The other scenario (combining the colour black for nationalism and brown for right-wing populism) might be termed “light-black capitalism”. Like “yellow capitalism”, it would also be highly interventionist, but would be fiscally regressive rather than redistributive, as has been the thrust of President Trump’s tax policy in the US. Climate change would be ignored in favour of maximizing (quantitative) economic growth. Domestic business would be increasingly protected from international competition, while comprehensive immigration controls would offer the (ethnically defined) “people” some protection from the competition of “foreign” workers. The core support for “light-black capitalism” would be in domestic-market-oriented business, among residents of small towns, villages and the countryside as well as in declining industrial regions, among “value conservatives” afraid that changes in dominant social values are destroying traditional norms and life-styles, and among “status anxious” workers hostile to immigration.

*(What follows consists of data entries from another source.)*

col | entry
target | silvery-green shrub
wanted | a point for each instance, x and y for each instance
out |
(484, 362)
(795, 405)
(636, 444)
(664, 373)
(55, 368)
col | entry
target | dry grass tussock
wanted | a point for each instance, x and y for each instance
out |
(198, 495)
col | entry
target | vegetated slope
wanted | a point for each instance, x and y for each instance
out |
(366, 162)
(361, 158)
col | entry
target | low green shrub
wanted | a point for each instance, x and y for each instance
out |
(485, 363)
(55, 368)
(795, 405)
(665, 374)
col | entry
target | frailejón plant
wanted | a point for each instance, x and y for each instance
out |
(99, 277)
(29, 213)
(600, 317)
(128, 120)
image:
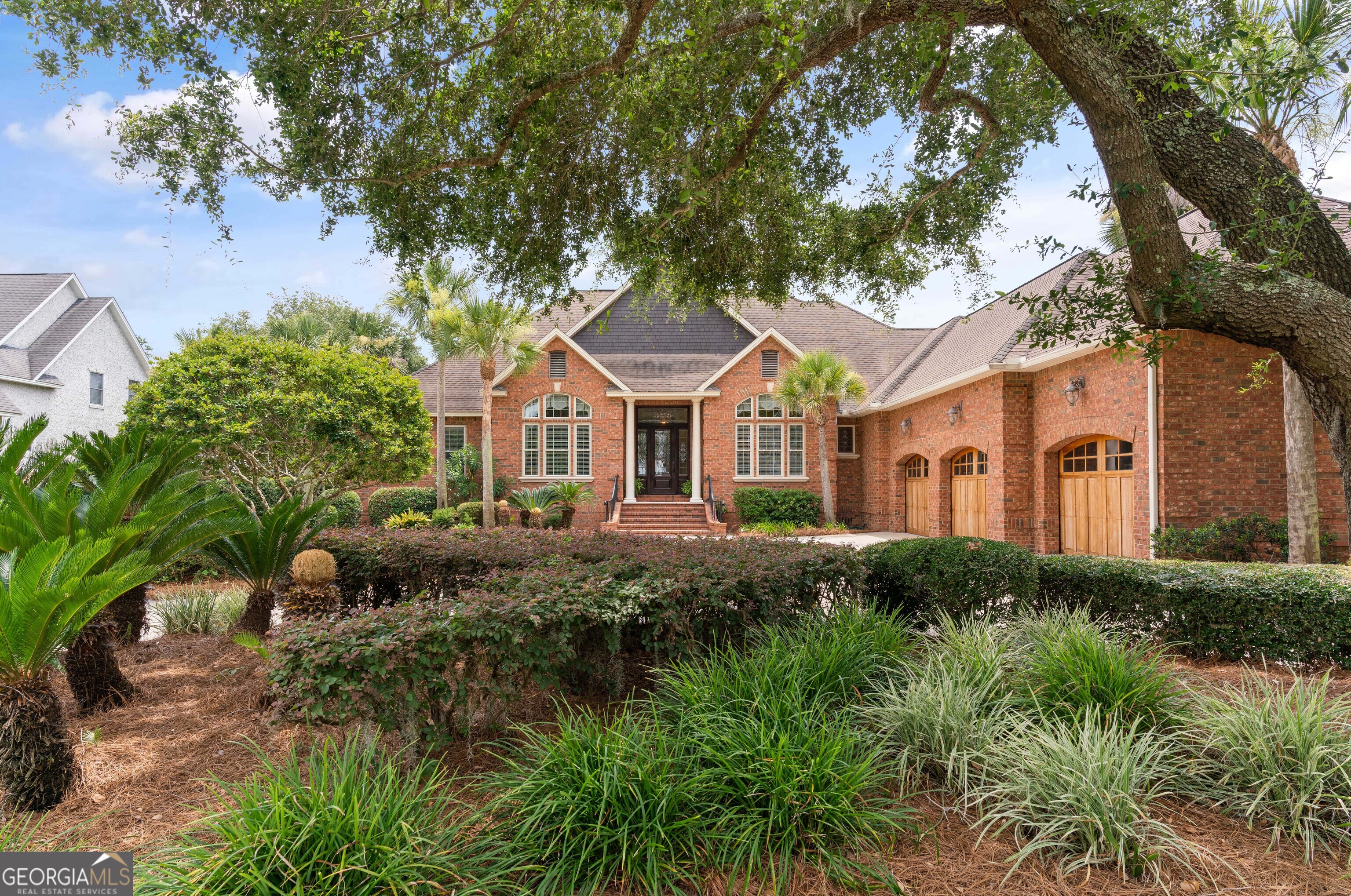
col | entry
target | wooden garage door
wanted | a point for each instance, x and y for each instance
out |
(916, 496)
(971, 473)
(1098, 498)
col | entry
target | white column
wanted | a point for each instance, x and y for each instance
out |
(696, 453)
(630, 451)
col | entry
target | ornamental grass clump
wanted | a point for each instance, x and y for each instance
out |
(348, 820)
(1072, 664)
(1081, 792)
(1278, 757)
(603, 801)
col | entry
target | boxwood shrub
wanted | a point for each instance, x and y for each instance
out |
(793, 506)
(476, 617)
(958, 576)
(387, 502)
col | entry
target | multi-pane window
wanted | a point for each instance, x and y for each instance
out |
(972, 464)
(845, 440)
(530, 451)
(744, 449)
(770, 451)
(556, 449)
(581, 449)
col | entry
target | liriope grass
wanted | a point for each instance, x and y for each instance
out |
(1278, 757)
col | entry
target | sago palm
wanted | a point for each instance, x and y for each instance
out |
(818, 383)
(261, 554)
(489, 329)
(48, 594)
(435, 287)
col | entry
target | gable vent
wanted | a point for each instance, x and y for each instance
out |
(769, 364)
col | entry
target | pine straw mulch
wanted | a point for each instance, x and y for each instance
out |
(142, 780)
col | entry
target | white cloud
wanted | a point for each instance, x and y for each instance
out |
(86, 129)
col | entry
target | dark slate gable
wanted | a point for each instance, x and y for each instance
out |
(635, 325)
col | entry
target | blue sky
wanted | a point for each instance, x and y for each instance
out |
(62, 208)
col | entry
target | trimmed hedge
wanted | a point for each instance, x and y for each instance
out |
(760, 505)
(345, 513)
(388, 502)
(960, 576)
(496, 611)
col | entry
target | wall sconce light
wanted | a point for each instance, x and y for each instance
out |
(1072, 392)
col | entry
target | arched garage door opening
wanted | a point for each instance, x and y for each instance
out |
(1098, 498)
(971, 476)
(916, 495)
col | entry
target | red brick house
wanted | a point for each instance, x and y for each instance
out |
(967, 429)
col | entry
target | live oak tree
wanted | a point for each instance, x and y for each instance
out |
(697, 148)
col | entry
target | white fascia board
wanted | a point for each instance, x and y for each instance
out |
(559, 334)
(80, 294)
(745, 352)
(577, 328)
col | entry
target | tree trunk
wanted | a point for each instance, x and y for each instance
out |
(1301, 472)
(128, 614)
(92, 672)
(488, 372)
(37, 761)
(441, 434)
(827, 499)
(257, 618)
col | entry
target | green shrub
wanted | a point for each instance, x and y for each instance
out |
(345, 511)
(760, 505)
(346, 821)
(1234, 611)
(1083, 792)
(958, 576)
(388, 502)
(1278, 756)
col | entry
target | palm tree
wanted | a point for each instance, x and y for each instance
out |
(489, 329)
(818, 383)
(437, 287)
(261, 554)
(48, 594)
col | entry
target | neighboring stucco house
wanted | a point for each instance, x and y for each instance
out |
(967, 429)
(67, 354)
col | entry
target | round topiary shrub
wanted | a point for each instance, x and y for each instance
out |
(957, 576)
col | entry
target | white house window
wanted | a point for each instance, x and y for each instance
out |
(556, 449)
(744, 448)
(581, 448)
(770, 451)
(796, 445)
(530, 451)
(769, 407)
(556, 404)
(845, 440)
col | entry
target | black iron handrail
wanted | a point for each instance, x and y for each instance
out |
(613, 503)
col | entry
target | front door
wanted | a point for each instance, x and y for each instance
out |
(662, 449)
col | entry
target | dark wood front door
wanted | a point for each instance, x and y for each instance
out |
(662, 449)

Which of these two incarnations of a state-interventionist capitalism – “yellow” or “light-black” – becomes the predominant form in the post-coronavirus era will be determined by the outcomes of political struggle and conflict in mostly national political arenas. The only thing that is certain is that, for the time being at least, market-friendly incarnations of capitalism will wither.
So far, in the coronavirus crisis, citizens in most countries have rallied to their governments in a spirit of national unity akin to what has occasionally happened historically at the outbreak of wars. However, we are currently still passing through the first stage – the public-health phase – of the coronavirus crisis. Expansionary monetary and fiscal policies and the subsidization – on a massive scale – of short-time work have enabled most governments to postpone the arrival of the second, the economic and financial, phase of the crisis. But unless the recovery of the world economy is very rapid, this next phase will materialize. It will be all the more destructive now that a second wave of the coronavirus is upon is, requiring new lockdown measures that will exacerbate the economic problems caused by those taken earlier this year.
This phase of the crisis will likely witness greater, perhaps much greater, social and political upheaval than the first. Regardless of how well or badly some national-populist governments have hitherto managed the crisis so far, the growing socio-economic dislocation and insecurity that will increasingly characterize this second phase of the crisis could give movements based on this kind of ideology a powerful new impetus.
An upsurge of “light-black capitalism” would likely plunge the world economy into an even deeper recession. Even more ominously, it would also increase the probability of large-scale military conflict. As the American economist Otto Mallery wrote during the Second World War: “When goods don’t cross borders, soldiers will”. In this regard too, the events and trends of the 1930s still provide us today with lessons that we ignore at our peril.